Elaabid a été arraché à sa compagne Stéphanie et expulsé en quelques heures, sans pouvoir se défendre

dimanche 25 novembre 2007, par Roger Dubien

Jeudi en fin d’après-midi, on apprenait qu’un couple avait été arrêté et placé en garde à vue au commissariat du Chambon Feugerolles. Leur délit ? Ce couple dont la femme est de nationalité française et l’homme de nationalité algérienne, voulait se marier. On n’en savait pas plus. On connaît maintenant à peu près ce qui s’est passé. Et que Elaabid a été expulsé vers l’Algérie vendredi matin, sans même que Stéphanie le sache.
Ce n’est pas possible d’en rester là !

Stéphanie Verbeke habite Firminy et a un enfant de 4 ans. Elle veut se marier avec Elaabid Hami, 33 ans. Ils sont ensemble depuis un an. Ils sont allés déposer un dossier de mariage en mairie de Firminy. Ils ont récemment été reçus par un adjoint auquel ils ont expliqué leur situation et leur décision de se marier. Sans cacher qu’Elaabid n’avait pas de titre de séjour. Tout semblait bien se passer. L’adjoint leur a dit qu’il fallait une dizaine de jours avant de fixer une date pour le mariage, le temps que le dossier parte en Algérie et revienne... (1)

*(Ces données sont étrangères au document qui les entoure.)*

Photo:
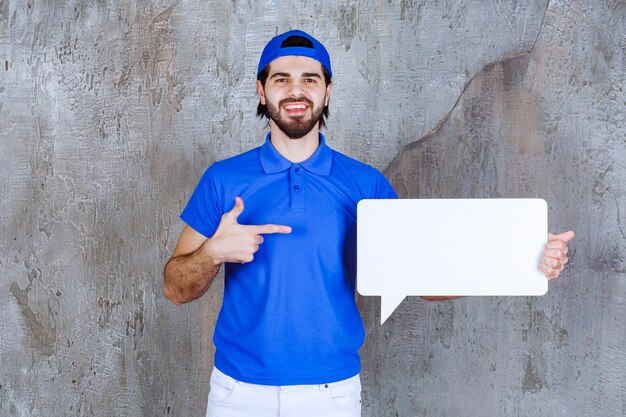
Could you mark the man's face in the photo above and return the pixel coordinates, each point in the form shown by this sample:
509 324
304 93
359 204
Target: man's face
295 94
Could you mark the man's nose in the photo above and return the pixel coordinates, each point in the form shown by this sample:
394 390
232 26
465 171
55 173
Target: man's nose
296 89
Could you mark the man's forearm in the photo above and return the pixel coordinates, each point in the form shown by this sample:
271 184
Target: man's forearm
188 277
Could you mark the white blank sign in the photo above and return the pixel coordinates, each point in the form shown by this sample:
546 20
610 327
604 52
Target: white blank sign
450 247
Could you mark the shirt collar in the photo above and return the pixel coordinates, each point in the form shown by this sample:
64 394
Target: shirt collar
318 163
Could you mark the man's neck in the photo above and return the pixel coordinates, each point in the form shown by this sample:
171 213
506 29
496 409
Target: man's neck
295 150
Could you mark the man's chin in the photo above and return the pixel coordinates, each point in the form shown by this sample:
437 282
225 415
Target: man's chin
296 130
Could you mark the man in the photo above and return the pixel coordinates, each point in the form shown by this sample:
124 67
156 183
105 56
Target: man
288 334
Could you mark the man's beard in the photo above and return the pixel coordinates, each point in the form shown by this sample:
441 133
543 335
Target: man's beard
298 127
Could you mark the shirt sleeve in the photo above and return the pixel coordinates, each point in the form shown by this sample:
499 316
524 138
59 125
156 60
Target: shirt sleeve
204 209
382 188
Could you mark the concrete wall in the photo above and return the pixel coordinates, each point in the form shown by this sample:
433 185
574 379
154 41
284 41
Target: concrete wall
110 111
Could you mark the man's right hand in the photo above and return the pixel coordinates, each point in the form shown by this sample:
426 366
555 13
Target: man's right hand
234 242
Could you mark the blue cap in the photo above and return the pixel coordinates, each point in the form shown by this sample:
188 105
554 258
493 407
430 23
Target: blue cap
274 49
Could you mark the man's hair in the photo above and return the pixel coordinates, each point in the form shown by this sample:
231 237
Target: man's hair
261 109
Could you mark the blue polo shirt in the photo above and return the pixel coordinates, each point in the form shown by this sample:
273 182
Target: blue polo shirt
289 316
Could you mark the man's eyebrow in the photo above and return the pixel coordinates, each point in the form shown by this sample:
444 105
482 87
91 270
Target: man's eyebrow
281 74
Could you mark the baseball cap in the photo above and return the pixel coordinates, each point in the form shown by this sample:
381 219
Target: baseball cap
276 48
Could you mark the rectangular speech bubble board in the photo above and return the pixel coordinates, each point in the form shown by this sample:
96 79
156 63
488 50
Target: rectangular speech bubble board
447 247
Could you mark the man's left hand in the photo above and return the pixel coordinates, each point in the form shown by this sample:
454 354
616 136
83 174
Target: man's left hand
555 254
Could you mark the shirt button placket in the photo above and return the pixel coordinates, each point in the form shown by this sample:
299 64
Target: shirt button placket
297 191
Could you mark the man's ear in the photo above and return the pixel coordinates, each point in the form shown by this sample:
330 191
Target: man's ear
329 87
261 92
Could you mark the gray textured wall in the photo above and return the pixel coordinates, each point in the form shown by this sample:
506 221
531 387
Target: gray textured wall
109 113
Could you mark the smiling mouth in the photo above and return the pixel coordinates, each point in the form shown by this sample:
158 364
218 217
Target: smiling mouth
295 109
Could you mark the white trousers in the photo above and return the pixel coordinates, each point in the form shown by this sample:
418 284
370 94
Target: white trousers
231 398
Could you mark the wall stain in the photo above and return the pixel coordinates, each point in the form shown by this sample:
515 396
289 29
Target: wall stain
43 338
531 382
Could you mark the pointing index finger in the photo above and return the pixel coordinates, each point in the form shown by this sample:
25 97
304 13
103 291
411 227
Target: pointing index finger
268 229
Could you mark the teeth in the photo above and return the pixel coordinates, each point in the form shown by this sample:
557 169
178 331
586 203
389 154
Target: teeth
296 107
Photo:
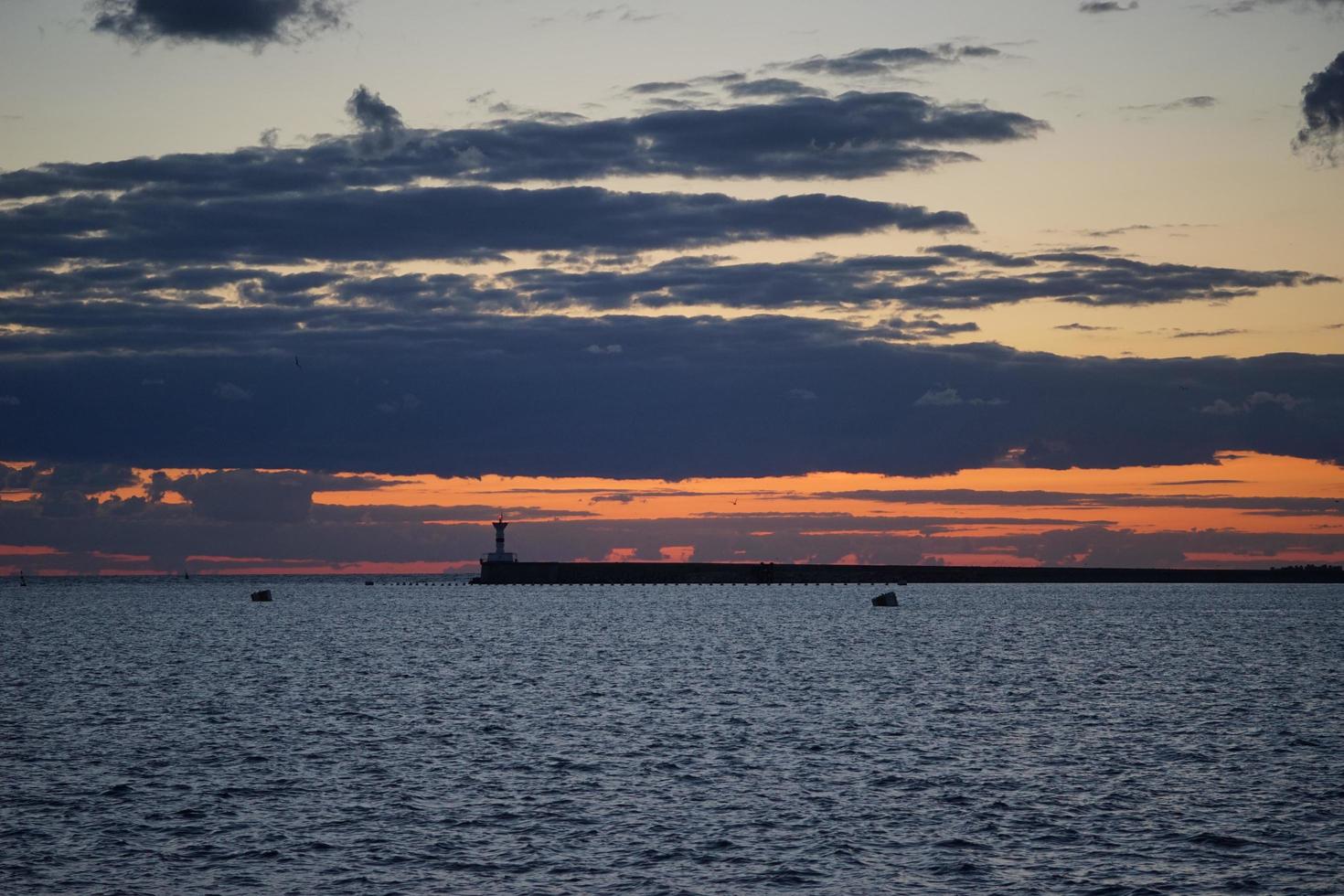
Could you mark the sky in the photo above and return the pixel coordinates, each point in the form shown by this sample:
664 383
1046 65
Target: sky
319 286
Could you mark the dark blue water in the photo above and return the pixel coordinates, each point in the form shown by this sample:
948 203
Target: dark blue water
174 738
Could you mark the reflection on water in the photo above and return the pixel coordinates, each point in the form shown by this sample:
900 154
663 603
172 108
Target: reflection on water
172 736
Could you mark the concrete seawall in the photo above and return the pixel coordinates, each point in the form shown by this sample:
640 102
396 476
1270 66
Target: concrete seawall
817 574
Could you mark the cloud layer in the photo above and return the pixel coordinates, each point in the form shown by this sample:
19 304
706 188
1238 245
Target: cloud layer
1323 113
230 22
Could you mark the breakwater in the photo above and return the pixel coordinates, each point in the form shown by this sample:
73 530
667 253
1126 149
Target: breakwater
827 574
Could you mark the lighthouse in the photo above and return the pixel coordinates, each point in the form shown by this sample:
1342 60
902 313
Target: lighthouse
500 555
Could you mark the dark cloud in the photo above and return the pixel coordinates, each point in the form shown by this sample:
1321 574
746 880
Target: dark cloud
339 536
1090 500
914 281
857 134
1323 113
1175 105
886 60
684 397
233 22
1207 334
431 222
1250 5
378 121
251 496
773 88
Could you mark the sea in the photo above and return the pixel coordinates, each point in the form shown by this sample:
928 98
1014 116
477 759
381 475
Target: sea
432 736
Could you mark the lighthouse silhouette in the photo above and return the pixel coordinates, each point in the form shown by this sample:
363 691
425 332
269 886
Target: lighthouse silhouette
500 555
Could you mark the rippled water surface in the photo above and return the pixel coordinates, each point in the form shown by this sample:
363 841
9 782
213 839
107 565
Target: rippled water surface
175 738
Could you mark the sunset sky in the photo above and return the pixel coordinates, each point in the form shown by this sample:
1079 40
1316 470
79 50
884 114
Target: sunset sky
317 286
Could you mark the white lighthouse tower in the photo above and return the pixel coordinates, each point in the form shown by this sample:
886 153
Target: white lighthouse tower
500 555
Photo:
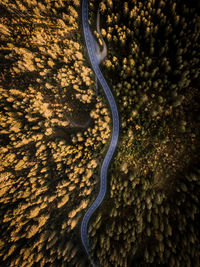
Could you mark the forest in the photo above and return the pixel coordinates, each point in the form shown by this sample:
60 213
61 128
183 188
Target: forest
55 130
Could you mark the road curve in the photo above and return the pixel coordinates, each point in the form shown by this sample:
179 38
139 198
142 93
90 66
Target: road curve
115 127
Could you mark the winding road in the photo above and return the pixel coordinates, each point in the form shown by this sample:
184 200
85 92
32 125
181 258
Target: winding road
90 44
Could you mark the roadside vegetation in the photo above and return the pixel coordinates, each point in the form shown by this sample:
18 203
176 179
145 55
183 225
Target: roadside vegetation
52 131
151 212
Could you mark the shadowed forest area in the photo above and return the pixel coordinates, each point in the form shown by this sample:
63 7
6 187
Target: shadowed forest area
54 132
151 213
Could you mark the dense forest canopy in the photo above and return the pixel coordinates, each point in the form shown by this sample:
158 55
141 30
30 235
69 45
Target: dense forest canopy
54 132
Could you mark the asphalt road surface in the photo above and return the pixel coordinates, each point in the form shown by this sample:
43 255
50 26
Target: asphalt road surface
90 44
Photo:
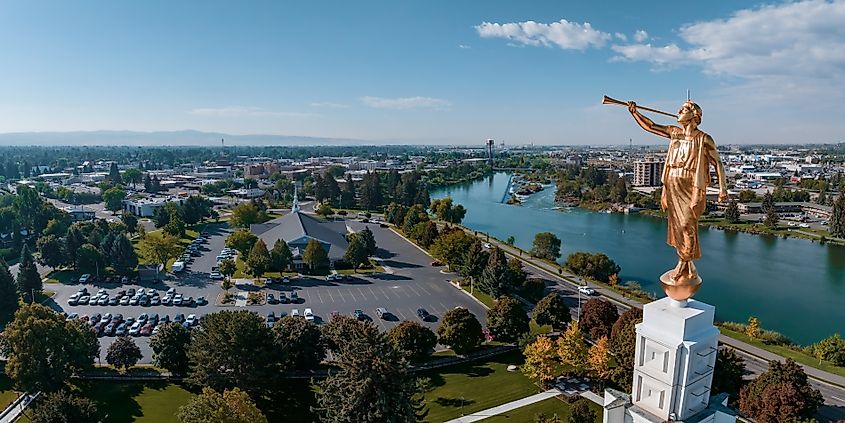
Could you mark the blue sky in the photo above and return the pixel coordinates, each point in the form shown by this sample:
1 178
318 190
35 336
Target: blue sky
424 71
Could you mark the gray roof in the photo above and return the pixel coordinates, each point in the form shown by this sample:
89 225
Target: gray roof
294 226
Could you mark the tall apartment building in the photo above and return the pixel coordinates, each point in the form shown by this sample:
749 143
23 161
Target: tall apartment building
648 172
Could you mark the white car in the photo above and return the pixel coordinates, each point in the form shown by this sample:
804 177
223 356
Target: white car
136 327
586 290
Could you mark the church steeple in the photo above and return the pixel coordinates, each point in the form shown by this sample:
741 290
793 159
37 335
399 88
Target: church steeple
295 207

Selon toute vraisemblance, Stéphanie et Elaabid ont été piégés.
Car ce mercredi, 3 policiers sont venus chez Stéphanie. Ils cherchaient Elaabid. Qui était au travail. Dans la journée, ils ont demandé par téléphone à Stéphanie que Elaabid aille au commissariat du Chambon-Feugerolles jeudi matin à 8h30. Elle a dit d’accord, et qu’elle irait avec lui.
Jeudi matin, ils se sont rendus au commissariat du Chambon. Ils ont immédiatement été arrêtés tous les deux, immédiatement séparés et placés en garde à vue. Ils n’ont pas pu se parler, se sont seulement croisés dans un couloir, et ont été interrogés séparément. Les questions, y compris sur leur vie intime, portaient sur la sincérité de la demande en mariage (“suspicion de mariage blanc”). Si c’était ça le problème, la police ou la mairie ou le procureur avait tous les moyens de savoir à quoi s’en tenir... Mais apparemment, tout était déjà réglé.
Stéphanie n’a été relâchée qu’à 16h30, elle a été accusée d’avoir hébergée un sans-papier. Elle leur a expliqué que c’était son futur mari.
En fin de matinée, le commissariat du Chambon a téléphoné à la soeur de Stéphanie - qui habite à st-étienne - pour lui dire qu’il fallait qu’elle aille chercher le fils de Stéphanie à l’école maternelle Le bois de la barge à Firminy.
Dans l’après-midi, la famille a essayé de trouver un avocat, ce qu’elle a réussi à faire vendredi matin. Mais ce qu’on sait maintenant, c’est qu’il a été interdit à Elaabid de contacter directement un avocat, et de voir un médecin. Il l’a pourtant demandé plusieurs fois. Refus.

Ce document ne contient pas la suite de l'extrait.